Quadrant Perception Network (QPNet)
A simple and elegant model based on instance segmentation is designed for text detection in a document and natural image. Consisting of convolutional and bidirectional long short term memory (BiLSTM) networks, it focuses on segmenting the close text instances and detecting the long text to improve the practicability in real applications. The input images are encoded by their grid locations related to the four quadrants of an object and the background. BiLSTMs with transposing operations are used to combine the left-right and up-down contexts. Without bounding box regression, only one output classification branch is designed to predict the accurate location of each pixel, namely quadrant perception. Therefore, it is easy to train. Finally, simple post-processing is employed to find text locations naturally.
Install
-
Clone the project
git clone https://github.com/kakusyun/qpnet cd qpnet
-
Create a conda virtual environment and activate it
conda create -n qpnet python=3.7 -y conda activate qpnet
-
Install dependencies
# If you dont have pytorch conda install pytorch torchvision cudatoolkit=10.1 -c pytorch pip install -r requirements.txt
-
Build
cd qpnet python setup.py develop
-
Data preparation
Please use labelme to label your samples and get the dataset like:
# datasets/dataset_name |--images |--jsons
If you don't use labelme, just let your data like above.

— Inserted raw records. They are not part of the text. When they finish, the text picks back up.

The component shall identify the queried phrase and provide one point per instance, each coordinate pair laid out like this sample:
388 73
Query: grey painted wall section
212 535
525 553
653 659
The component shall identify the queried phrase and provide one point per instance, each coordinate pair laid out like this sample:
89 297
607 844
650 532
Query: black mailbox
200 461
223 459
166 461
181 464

cd datasets/preprocessing python one_step_preprocessing.py
Run
-
Train:
python train.py
To switch single GPU training or multiply GPUs training, please change tools/train_qp.py.
-
Test:
python test.py
To switch single GPU training or multiply GPUs training, please change tools/test_qp.py.
-
Infer:
python infer.py
To switch single GPU training or multiply GPUs training, please change tools/infer_qp.py.